Die fotometeo.ch/orniwetter.info-Langfristprognose für den April, erstellt am 31. März, lautete wie folgt:
Der aus dem reichhaltigen Menü herausgepickte Lauf nimmt diesen Trend zum EAW auf – etwas Risiko muss sein. Er zeigt eine ausgeprägte Anomalie des Geopotenzials über ganz Nordeuropa, das sich von Ostgrönland bis Westrussland und von Spitzbergen bis nach Süddeutschland erstreckt, das Zentrum liegt über Südnorwegen. Gegenspieler ist eine etwas weniger starke, aber dennoch beachtliche Tiefdruckanomalie mit Zentrum über Tunesien, welche den gesamten Mittelmeerraum beherrscht und sich bis zum Alpenbogen erstreckt. Dominanter Grosswettertyp kann somit nur Ost sein, wobei in den ersten Apriltagen Nordost vorherrscht. Danach wird das blockierende Hoch wahrscheinlich immer wieder seinen Schwerpunkt leicht zwischen West- und Nordeuropa verlagern, sodass sich Nord- bis Ostlagen abwechseln, vielleicht nistet es sich auch für ein paar Tage über Mitteleuropa ein. West- bis Südlagen haben bei dieser Konstellation nur wenig zu melden.
Daraus folgt, dass sich an der Ostflanke des Blockadehochs von Nordosteuropa bis zum zentralen Mittelmeer häufig Luftmassen polarer Herkunft bewegen und für einen unterdurchschnittlich temperierten April sorgen. Unter dem Hoch erwärmt sich die Luft durch Absinken und überdurchschnittlichen Sonnenschein hingegen auf Werte über der langjährigen Norm. Diese warme Zone umfasst das gesamte Nordmeer und die angrenzenden Länder und reicht knapp bis zum Alpenraum. Am Boden ist somit für Mitteleuropa ein Gefälle von Nordwest nach Südost zu erwarten, das nur geringfügige Abweichungen um die Klimanorm 1991-2020 aufweist. Wahrscheinlich ein Plus werden die inneralpinen Lagen aufweisen, die vom Nord(-ost)stau in der ersten Aprilwoche etwas geschützt sind und daher viel Sonnenschein erwarten können. Am Alpennordrand sowie in den Nordstaulagen der Mittelgebirge werden hingegen die Tagesgänge der Temperatur durch mehr Wolken weniger ausgeprägt sein, dafür ist hier das Risiko von empfindlichen Nachtfrösten etwas geringer als in den klaren Alpentälern.

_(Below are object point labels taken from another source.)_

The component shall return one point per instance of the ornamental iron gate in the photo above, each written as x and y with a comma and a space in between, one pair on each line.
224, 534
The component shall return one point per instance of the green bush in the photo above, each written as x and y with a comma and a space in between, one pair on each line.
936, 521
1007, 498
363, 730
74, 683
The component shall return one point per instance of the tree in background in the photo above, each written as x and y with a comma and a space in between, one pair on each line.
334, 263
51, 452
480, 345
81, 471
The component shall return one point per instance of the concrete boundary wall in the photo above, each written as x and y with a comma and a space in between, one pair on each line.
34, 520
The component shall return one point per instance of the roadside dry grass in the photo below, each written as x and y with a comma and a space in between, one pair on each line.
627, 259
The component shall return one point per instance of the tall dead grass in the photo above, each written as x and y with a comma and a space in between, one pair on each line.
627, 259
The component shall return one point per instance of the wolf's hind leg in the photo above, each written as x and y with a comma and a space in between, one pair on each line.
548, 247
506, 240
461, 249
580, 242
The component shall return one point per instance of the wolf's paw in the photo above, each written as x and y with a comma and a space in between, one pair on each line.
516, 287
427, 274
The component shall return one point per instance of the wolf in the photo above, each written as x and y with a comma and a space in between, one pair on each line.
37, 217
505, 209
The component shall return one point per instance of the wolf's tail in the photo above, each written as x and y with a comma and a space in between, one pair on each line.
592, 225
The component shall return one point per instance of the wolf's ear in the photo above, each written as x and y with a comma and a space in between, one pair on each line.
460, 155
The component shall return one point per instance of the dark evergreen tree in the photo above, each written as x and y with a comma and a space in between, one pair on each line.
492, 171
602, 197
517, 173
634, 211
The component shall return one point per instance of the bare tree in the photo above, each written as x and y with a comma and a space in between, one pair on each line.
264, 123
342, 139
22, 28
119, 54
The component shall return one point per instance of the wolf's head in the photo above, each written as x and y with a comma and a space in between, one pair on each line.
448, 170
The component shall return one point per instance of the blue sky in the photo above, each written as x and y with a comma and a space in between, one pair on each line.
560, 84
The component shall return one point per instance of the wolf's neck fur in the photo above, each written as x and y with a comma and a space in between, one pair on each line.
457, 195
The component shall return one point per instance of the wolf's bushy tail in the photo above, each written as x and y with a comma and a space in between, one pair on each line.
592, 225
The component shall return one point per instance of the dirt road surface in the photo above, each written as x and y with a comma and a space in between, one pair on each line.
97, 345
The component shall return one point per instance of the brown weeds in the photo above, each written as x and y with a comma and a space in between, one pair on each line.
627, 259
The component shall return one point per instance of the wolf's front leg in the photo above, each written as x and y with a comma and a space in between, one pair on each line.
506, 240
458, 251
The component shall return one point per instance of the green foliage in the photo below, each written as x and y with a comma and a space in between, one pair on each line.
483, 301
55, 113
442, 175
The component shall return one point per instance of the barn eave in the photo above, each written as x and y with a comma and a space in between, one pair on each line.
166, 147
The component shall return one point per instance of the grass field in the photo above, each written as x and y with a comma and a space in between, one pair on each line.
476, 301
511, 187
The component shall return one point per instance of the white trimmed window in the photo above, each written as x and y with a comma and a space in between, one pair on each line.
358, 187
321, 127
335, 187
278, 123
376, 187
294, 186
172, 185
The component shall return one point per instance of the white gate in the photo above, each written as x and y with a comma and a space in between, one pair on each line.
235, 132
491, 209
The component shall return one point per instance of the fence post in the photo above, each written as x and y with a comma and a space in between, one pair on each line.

Der ausgewählte Modell-Lauf ist bezüglich Niederschlag von Nord- bis Ostsee extrem trocken, möglicherweise fällt in diesem Bereich macherorts den ganzen Monat kein Tropfen Regen. Eher trocken bleibt es auch im übrigen Mitteleuropa, hier können aber doch gelegentlich vom Mittelmeertief abgeschwemmte Störungen für ein paar trübe und nasse Tage sorgen, allzu ergiebig ist das aber im April in aller Regel nicht, da das Mittelmeer im Frühling die tiefsten Wassertemperaturen im Jahresverlauf aufweist – Süd- bis Südwestlagen wären da weitaus effizienter, vor allem für die Alpensüdseite. Sehr nass wird das Gebiet von Süditalien bis zum Balkan sowie die Kaukasusregion gerechnet. Hierfür sind zu dieser Jahreszeit weniger die für den Herbst berüchtigten Unwetter verantwortlich als vielmehr die hartnäckige Blockadelage mit sehr lang andauerndem Tiefdruckeinfluss.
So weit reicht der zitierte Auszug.